El achatamiento de los coeficientes que definen la relación entre grados constituye un serio menoscabo a la dignidad del militar, violando derechos adquiridos.

Las remuneraciones de los militares argentinos son inferiores a las de los países vecinos siendo la relación entre grados extremos, en Brasil 6,35, en Chile 8,48 y en Uruguay 8,70 a 1. También, se debe destacar que la diferencia entre el mayor y menor sueldo en las Reparticiones Públicas de la Argentina oscila entre 5 y 14 a 1.

El Sr. Diputado Julio Martínez presentó el pasado 15 de Mayo en el Congreso de la Nación un proyecto de ley sobre sueldos del Personal Militar, registrado bajo el número de Expediente 3081-D-2013. Determina el blanqueo del haber mensual del personal militar, eliminando el componente en negro (haberes “no remunerativos”), restablece la escala de coeficientes de grado: Tte. Gral. 5,32 Voluntario 2da 1, vigente desde hace más de veinte años, y establece una relación automática del Haber Mensual del Vol. 2da con el Salario Mínimo Vital y Móvil, de 2 a 1.

Cumple con la legislación vigente y con las sentencias de la Corte Suprema de Justicia. Colaboraron en el proyecto la Unión de Personal Militar Asociación Civil (UPMAC) y la Fundación Seguridad en Democracia (SEND), organizaciones que poseen un agudo conocimiento de la problemática. Se espera que todos los bloques acompañen en comisiones, para que la ley sea aprobada a la brevedad.

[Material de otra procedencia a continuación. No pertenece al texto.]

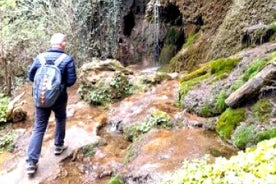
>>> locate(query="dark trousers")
[27,99,67,163]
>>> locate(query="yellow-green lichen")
[216,108,245,140]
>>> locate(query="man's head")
[50,33,66,50]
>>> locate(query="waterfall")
[153,0,161,65]
[90,0,122,58]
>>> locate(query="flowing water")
[0,68,235,184]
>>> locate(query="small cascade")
[91,0,122,58]
[153,0,161,65]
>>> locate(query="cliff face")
[117,0,275,71]
[209,0,276,59]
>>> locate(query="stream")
[0,68,236,184]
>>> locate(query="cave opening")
[161,3,182,26]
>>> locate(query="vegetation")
[108,175,124,184]
[230,59,267,91]
[123,110,173,141]
[179,73,210,101]
[252,99,272,123]
[124,144,137,163]
[180,63,210,82]
[90,72,131,105]
[158,138,276,184]
[0,131,16,153]
[256,127,276,142]
[182,33,199,49]
[268,22,276,31]
[216,108,245,140]
[210,58,241,77]
[232,124,256,149]
[0,93,10,125]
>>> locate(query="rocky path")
[0,126,99,184]
[0,83,104,184]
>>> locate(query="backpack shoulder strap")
[38,54,46,65]
[55,53,67,66]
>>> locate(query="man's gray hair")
[50,33,65,46]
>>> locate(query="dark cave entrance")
[123,11,135,37]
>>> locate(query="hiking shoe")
[54,145,67,155]
[26,163,37,175]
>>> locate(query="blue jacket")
[28,49,77,102]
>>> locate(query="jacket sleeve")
[28,58,40,82]
[66,57,77,87]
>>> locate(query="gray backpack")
[33,53,67,107]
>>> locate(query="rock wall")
[208,0,276,59]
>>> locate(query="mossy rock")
[108,176,124,184]
[159,44,176,65]
[256,127,276,142]
[252,99,272,123]
[179,73,210,101]
[210,58,241,76]
[180,63,210,82]
[232,124,256,149]
[216,108,245,140]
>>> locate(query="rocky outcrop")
[208,0,275,59]
[225,64,276,108]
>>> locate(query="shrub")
[123,110,170,141]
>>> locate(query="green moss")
[268,22,276,31]
[108,175,124,184]
[215,90,227,114]
[182,33,199,49]
[124,144,137,163]
[0,131,17,153]
[199,103,214,117]
[252,99,272,122]
[199,91,227,117]
[230,59,268,92]
[159,45,176,65]
[164,27,183,45]
[180,63,210,82]
[169,46,198,72]
[257,127,276,142]
[230,79,244,92]
[179,73,210,101]
[0,93,10,125]
[216,108,245,139]
[232,125,256,149]
[267,52,276,63]
[123,110,173,141]
[210,58,240,76]
[241,59,267,82]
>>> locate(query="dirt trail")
[0,83,105,184]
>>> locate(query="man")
[26,33,77,175]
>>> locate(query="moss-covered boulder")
[216,108,246,140]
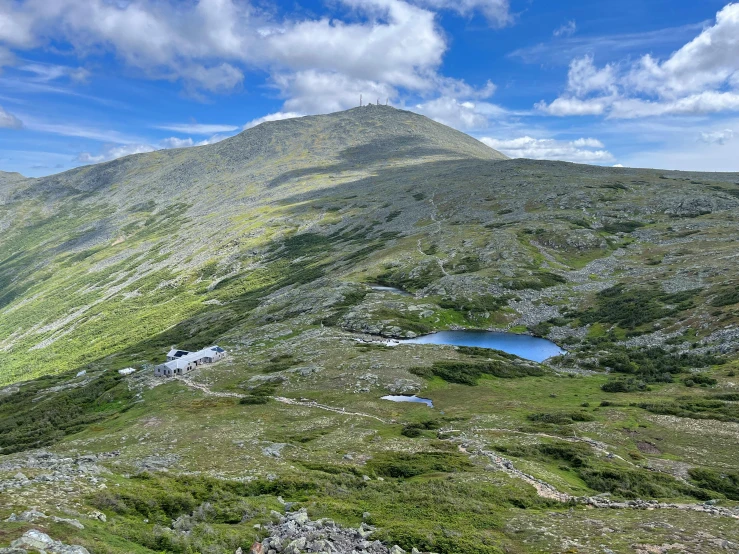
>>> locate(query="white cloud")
[480,136,613,164]
[18,63,90,83]
[24,116,141,144]
[698,129,734,146]
[0,106,23,129]
[536,3,739,119]
[0,0,500,116]
[414,0,513,27]
[274,70,398,114]
[552,19,577,37]
[535,97,610,116]
[244,112,303,129]
[75,135,228,164]
[567,56,616,96]
[155,123,238,135]
[159,137,195,148]
[76,144,155,164]
[413,96,507,130]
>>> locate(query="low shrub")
[410,360,544,386]
[526,412,595,425]
[688,468,739,500]
[367,452,473,479]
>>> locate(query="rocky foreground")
[249,508,428,554]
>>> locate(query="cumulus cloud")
[415,0,513,27]
[0,0,502,120]
[480,136,614,163]
[18,63,90,83]
[273,69,398,113]
[75,134,229,164]
[244,112,303,129]
[552,19,577,37]
[75,144,156,164]
[155,123,238,135]
[413,96,507,130]
[0,106,23,129]
[536,3,739,119]
[698,129,734,146]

Asimismo, esta política de sueldos militares con suplementos no remunerativos (75 % hasta el 2012 y un 45 % en la actualidad), que lleva más de 10 años, desfinanció las Obras Sociales, ya que los aportes a las mismas se calculaban sobre la parte remunerativa del haber. Para remediar esto, en lugar de blanquear el 100% de los sueldos militares, el PE decidió unificar las mismas a través del Decreto 637/13 – Creación del Instituto de Obra Social de las FFAA (IOSFA) “para lograr una administración más eficiente”, bajo la órbita del Ministerio de Defensa. Eso sí: a partir de ahora se prevé que los aportes se calcularán sobre la totalidad de los ingresos, incluyendo todos los suplementos, tanto remunerativos como no remunerativos (en negro)!!!

Como conclusión, deseo afirmar que el gasto dedicado a Defensa no se puede decidir irracionalmente. Un proceso de reestructuración inorgánico, fruto únicamente de restricciones presupuestarias, lleva siempre al deterioro de la capacidad operativa.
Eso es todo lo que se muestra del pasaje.